When I See You Again

27.1K 2.1K 63
                                    

JodiPOV

Aku menatap Putriku yang sedang mengemasi baju-bajunya ke dalam koper pink miliknya. Aku mengetahui, sesekali ia menitikkan air matanya. Namun, dengan cepat dihapusnya air mata itu.

Sesekali juga berhenti, dan mengambil handphone miliknya. Tersenyum pedih, ketika melihat salah satu foto yang ada di galerinya. Foto Ali bersamanya.

Aku mulai goyah, semenjak aku melarangnya bertemu dengan Ali, ia menjadi lebih pendiam. Jika dulu ia manja padaku, namun saat ini ia melakukannya sendiri. Tanpa merengek padaku.

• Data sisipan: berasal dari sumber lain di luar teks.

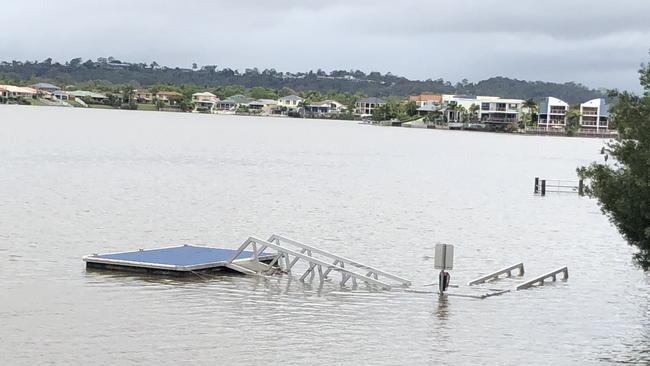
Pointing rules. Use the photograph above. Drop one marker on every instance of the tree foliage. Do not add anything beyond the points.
(623, 187)
(343, 81)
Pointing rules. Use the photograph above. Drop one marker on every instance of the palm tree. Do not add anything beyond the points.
(532, 108)
(473, 112)
(573, 117)
(435, 115)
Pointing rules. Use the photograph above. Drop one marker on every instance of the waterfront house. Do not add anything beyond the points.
(60, 95)
(289, 102)
(594, 114)
(167, 97)
(14, 92)
(552, 113)
(428, 100)
(46, 87)
(326, 107)
(204, 102)
(143, 95)
(365, 106)
(263, 105)
(89, 96)
(458, 107)
(233, 102)
(500, 110)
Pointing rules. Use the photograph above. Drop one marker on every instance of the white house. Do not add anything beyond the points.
(500, 110)
(11, 91)
(365, 106)
(458, 107)
(552, 113)
(594, 114)
(263, 105)
(47, 87)
(325, 107)
(204, 101)
(290, 102)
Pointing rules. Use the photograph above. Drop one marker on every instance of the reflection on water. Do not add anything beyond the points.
(76, 182)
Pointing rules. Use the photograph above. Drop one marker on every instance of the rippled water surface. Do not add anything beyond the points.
(75, 182)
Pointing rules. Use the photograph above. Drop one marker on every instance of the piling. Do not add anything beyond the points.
(581, 187)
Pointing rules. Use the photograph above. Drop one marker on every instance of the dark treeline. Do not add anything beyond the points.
(341, 81)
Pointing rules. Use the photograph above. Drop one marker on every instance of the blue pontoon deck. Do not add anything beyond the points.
(179, 260)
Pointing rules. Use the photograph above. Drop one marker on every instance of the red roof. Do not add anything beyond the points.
(426, 97)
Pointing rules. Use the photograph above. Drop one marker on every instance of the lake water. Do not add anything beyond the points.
(75, 182)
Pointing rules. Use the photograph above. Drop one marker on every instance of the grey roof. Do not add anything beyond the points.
(238, 98)
(372, 100)
(291, 97)
(84, 93)
(429, 108)
(604, 108)
(46, 86)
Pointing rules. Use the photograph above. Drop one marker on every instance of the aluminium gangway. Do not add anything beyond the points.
(319, 262)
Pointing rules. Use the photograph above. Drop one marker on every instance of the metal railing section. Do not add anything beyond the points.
(495, 275)
(289, 252)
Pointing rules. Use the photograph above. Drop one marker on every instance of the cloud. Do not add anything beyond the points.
(577, 40)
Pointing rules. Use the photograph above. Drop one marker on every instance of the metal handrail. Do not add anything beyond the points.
(314, 263)
(280, 238)
(540, 279)
(496, 274)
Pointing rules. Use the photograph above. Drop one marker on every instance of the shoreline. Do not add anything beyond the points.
(530, 132)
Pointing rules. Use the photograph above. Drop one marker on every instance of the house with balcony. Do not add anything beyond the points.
(143, 95)
(326, 107)
(88, 96)
(426, 100)
(46, 87)
(552, 113)
(167, 97)
(263, 105)
(594, 114)
(500, 111)
(458, 108)
(16, 92)
(365, 106)
(204, 102)
(289, 103)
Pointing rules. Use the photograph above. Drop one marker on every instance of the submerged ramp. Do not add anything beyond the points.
(178, 260)
(319, 263)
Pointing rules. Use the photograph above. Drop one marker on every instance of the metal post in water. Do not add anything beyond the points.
(581, 187)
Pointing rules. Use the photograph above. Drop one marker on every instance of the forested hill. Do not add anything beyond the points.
(371, 84)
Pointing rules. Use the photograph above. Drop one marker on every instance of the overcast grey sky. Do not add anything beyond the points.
(597, 43)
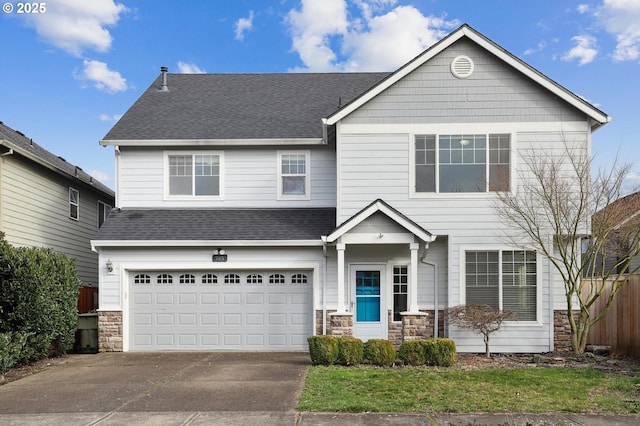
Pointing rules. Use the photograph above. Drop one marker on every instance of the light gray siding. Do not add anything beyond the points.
(34, 211)
(493, 93)
(250, 179)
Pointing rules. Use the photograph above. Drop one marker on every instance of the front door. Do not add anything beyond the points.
(370, 319)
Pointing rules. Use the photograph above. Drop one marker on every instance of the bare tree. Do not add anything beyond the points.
(482, 319)
(580, 223)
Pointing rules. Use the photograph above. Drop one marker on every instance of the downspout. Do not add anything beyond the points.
(324, 285)
(423, 260)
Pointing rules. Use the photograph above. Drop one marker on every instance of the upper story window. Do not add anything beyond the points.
(293, 175)
(193, 174)
(103, 212)
(462, 163)
(74, 203)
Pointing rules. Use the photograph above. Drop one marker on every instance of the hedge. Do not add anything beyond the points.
(38, 303)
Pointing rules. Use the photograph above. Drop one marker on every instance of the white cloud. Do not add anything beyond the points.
(107, 118)
(100, 175)
(622, 19)
(75, 26)
(584, 51)
(243, 25)
(189, 68)
(102, 77)
(540, 47)
(311, 27)
(390, 40)
(329, 37)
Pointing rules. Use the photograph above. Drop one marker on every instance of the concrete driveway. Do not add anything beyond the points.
(161, 382)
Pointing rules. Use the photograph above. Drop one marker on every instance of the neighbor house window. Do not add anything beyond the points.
(74, 203)
(103, 212)
(194, 175)
(293, 175)
(462, 163)
(400, 287)
(503, 279)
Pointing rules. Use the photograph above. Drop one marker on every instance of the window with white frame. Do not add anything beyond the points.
(103, 212)
(503, 279)
(293, 175)
(400, 291)
(193, 174)
(462, 163)
(74, 203)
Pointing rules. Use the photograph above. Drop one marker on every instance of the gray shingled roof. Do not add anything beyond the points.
(218, 224)
(240, 106)
(25, 146)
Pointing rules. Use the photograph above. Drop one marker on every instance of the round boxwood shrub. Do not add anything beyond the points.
(323, 350)
(380, 352)
(440, 352)
(350, 350)
(412, 352)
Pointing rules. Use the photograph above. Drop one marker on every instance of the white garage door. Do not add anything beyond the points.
(237, 310)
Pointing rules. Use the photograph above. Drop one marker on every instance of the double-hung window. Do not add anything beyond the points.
(194, 174)
(462, 163)
(74, 204)
(503, 279)
(293, 175)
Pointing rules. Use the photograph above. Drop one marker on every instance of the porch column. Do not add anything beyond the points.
(413, 278)
(341, 307)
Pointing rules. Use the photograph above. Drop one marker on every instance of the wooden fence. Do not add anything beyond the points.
(620, 328)
(87, 299)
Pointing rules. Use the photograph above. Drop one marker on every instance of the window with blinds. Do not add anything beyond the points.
(503, 279)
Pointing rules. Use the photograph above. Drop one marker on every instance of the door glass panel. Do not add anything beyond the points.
(368, 296)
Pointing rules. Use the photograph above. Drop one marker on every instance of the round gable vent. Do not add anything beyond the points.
(462, 66)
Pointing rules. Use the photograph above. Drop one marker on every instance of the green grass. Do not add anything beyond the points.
(494, 390)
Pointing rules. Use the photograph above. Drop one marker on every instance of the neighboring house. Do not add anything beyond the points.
(47, 202)
(254, 210)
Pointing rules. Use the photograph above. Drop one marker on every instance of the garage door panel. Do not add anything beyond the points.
(208, 311)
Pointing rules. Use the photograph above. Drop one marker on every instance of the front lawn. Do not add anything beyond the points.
(452, 390)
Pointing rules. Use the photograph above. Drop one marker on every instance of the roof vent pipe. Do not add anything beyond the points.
(164, 87)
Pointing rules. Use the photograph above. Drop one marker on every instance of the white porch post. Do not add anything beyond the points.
(413, 278)
(341, 307)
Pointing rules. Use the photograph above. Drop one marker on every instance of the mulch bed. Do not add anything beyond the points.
(617, 364)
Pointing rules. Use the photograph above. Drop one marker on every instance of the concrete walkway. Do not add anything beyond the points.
(205, 388)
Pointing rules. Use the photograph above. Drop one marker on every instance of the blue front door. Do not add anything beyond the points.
(367, 283)
(367, 296)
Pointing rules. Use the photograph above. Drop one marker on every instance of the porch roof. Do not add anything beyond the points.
(380, 205)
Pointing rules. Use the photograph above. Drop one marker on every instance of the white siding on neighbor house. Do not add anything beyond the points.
(34, 211)
(250, 179)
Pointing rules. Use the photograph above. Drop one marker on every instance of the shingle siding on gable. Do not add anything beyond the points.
(493, 93)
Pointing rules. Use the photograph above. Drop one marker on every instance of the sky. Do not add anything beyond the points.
(68, 72)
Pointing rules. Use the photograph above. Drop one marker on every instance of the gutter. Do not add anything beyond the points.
(436, 292)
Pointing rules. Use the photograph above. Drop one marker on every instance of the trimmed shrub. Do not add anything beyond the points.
(323, 350)
(412, 352)
(38, 298)
(350, 350)
(11, 350)
(439, 352)
(380, 352)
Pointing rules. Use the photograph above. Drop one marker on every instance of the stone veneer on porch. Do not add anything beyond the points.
(412, 327)
(109, 331)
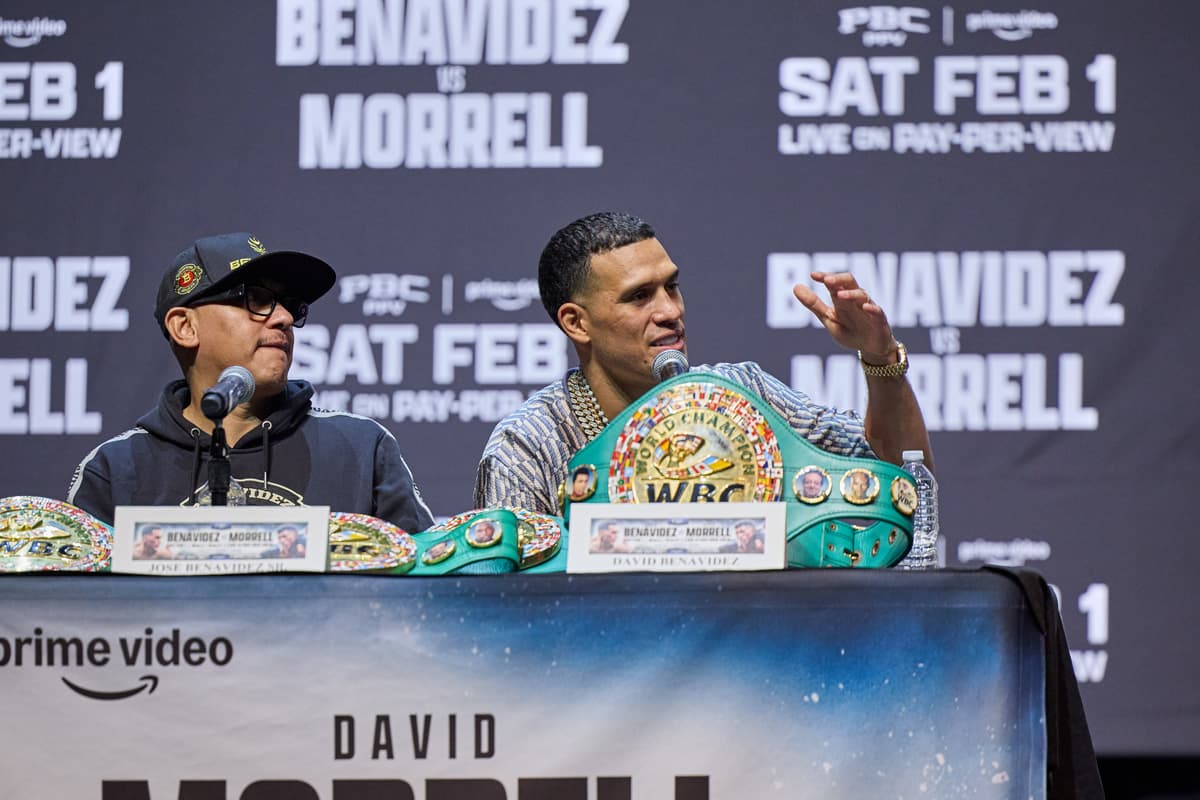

Tapi, pada saat mengingat bahwa gara-gara dekat dengan Ali-lah Putriku diculik dan dilukai. Aku menjadi geram. Terlebih, ketika mengingat bahwa Ali adalah keturunan dari Giorgino Pratama. CEO yang senang mempermainkan wanita.

Aku tidak mau Putriku dimainkan oleh Ali. Buah jatuh tidak jauh dari pohonnya, bukan? Mungkin saja Ali mewarisi sifat buruk Gio. Mempermainkan wanita seenaknya saja.

Keyakinanku akan hal itu, kembali goyah ketika Gio datang ke rumah.

Dengan berani, memintaku untuk tidak membawa Prilly bersama ku.

Ia dengan terang-terangan mengakui kekhilafannya di depan ku. Membela Ali, dan mengatakan bahwa ia dan Ali tetap berbeda meskipun Ali mewarisi sifatnya.

Aku goyah.

Setelah Gio pulang, Prilly langsung masuk ke dalam kamarnya. Kembali memgemasi barang-barangnya dengan terisak. Aku tidak bisa masuk, Putriku mengunci kamarnya dari dalam.

Winona juga telah memintaku untuk membatalkan niatku. Ia tidak tega melihat Prilly yang terus-terusan menangis, meskipun aku telah mengizinkannya untuk bertemu dengan Ali. Dengan syarat: Prilly harus ikut denganku.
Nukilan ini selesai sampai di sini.